Bookmark and Share Email this page Email Print this page Print

Barge tow destroys riverside yacht club near Cincinnati

Dec 2, 2019 12:31 PM
A 15-barge tow struck the Ludlow Bromley Yacht Club in Ludlow, Ky., on Oct. 2, knocking portions of the facility into the Ohio River. The waterway was closed for nearly 36 hours as debris and damaged vessels were removed from the navigation channel.
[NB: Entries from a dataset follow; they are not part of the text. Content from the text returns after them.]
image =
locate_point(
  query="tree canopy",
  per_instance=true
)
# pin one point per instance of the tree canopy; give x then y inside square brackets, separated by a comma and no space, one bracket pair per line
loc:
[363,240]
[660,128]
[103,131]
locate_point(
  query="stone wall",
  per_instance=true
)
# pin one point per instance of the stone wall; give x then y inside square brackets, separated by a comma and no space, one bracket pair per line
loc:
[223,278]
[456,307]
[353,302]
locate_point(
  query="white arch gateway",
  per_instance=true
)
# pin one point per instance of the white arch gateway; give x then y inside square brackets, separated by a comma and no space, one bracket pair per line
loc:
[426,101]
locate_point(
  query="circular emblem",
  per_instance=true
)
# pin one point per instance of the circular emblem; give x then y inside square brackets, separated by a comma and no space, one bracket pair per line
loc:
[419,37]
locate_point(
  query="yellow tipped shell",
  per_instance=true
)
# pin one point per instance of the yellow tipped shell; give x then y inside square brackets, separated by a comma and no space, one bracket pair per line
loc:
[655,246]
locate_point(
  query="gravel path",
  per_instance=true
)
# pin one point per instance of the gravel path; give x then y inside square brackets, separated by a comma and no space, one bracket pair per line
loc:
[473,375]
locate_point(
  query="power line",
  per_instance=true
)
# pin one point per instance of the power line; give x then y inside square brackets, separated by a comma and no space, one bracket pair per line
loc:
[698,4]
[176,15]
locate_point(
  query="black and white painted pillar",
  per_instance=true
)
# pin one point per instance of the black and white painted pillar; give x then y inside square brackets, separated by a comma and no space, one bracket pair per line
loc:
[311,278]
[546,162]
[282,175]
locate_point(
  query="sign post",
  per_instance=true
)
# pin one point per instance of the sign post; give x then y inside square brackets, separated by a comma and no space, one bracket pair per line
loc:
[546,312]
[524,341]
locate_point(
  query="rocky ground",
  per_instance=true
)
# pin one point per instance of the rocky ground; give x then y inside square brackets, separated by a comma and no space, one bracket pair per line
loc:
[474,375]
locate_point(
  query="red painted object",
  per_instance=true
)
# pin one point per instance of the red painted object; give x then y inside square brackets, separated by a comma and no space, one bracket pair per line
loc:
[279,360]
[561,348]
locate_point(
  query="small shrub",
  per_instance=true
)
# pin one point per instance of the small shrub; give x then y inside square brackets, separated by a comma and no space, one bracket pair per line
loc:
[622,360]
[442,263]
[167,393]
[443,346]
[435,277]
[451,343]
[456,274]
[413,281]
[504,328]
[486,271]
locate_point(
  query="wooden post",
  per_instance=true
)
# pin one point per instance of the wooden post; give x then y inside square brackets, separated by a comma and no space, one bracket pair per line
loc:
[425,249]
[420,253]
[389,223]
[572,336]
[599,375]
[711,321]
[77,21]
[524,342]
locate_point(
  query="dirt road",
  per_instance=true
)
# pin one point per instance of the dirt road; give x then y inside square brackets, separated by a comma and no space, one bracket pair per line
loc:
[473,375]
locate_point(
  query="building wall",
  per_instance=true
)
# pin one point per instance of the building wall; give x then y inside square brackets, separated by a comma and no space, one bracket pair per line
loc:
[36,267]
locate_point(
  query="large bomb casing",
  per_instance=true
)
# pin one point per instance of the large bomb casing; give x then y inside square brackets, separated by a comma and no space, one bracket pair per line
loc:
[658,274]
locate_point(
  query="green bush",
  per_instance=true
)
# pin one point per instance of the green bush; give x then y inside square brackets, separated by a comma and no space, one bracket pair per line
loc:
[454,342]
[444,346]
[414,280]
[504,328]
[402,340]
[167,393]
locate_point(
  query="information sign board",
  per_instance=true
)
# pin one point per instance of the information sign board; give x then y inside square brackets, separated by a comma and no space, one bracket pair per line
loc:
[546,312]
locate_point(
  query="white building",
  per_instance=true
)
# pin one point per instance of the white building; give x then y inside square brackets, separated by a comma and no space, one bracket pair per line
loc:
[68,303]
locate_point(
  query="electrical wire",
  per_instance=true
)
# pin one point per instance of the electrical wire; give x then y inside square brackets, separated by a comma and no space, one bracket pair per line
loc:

Courtesy Albert Cesare/Twitter

A 15-barge tow struck the Ludlow Bromley Yacht Club in Ludlow, Ky., on Oct. 2, knocking portions of the facility into the Ohio River. The waterway was closed for nearly 36 hours as debris and damaged vessels were removed from the navigation channel.

A barge tow slammed into an Ohio River yacht club near Cincinnati in a predawn accident, destroying the facility and damaging moored recreational vessels.

The 4,900-hp towboat Dale Artigue was heading upriver with 15 loaded barges when the lead barge in the starboard string hit the Ludlow Bromley Yacht Club (LBYC). The venue is located on the Kentucky side of the river at mile marker 473.9 outside the navigation channel. The incident happened at about 0600 on Oct. 2.

“The collision took large portions of the floating dock, and multiple boats dragged off with the barges into the middle of the channel,” Coast Guard Lt. Jim Brendel said in a phone interview. “There was debris in front (of the barge string), there were boats and docks attached to the port side, and there was part of the restaurant attached to the starboard side.”

The Coast Guard closed the river for nearly 36 hours to allow for removal of damaged powerboats and portions of the yacht club from the navigation channel. The waterway reopened at about 1900 on Oct. 3.

Coast Guard officials are still trying to determine the cause of the incident. Brendel, stationed with Marine Safety Detachment Cincinnati, said the service is investigating “what happened, why it happened and what we can potentially do to prevent it from happening in the future.”

Dale Artigue, operated by Florida Marine Transporters (FMT), was pushing 14 barges loaded with sand, gravel and stone, and a single barge carrying styrene. The styrene barge was positioned toward the back of the tow. None of the barges grounded or broke away after the impact.

“They seemed to kind of ricochet off (the yacht club) and push back out into the channel,” Brendel said, adding that it was not known where the lead starboard barge first made contact with the riverside facility.

The yacht club in Ludlow, Ky., often has guests staying overnight on their yachts during the summer boating season. Fortunately, Brendel said, there were no injuries and none of the recreational vessels sank. None of the barges were damaged.

FMT, the responsible party, coordinated the incident cleanup and response. Brendel said debris cleanup along the shore continued a week afterward. No pollution was reported.

Ludlow Bromley Yacht Club was a popular venue for boaters as well as a destination for dining, cocktails and entertainment during the warmer months. Owners Steve and Andrea Gott described the incident as a “tragic loss” for themselves, their staff and visitors.

“LBYC has been our paradise sanctuary for 23 great seasons, and we are so sad to watch it be destroyed in five minutes,” the couple wrote shortly after the accident in a Facebook post that suggested the venue could reopen.

“While the future for LBYC remains unclear and there are a lot of challenges to face, all I can say is thanks from the bottom of our hearts,” the post said, adding, “I will be back.”

Capt. Norm Antrainer of Mandeville, La.-based FMT said the company is still performing its investigation into the incident and has not yet determined the cause. The 120-foot Dale Artigue, built by the former Horizon Shipbuilding, was not damaged.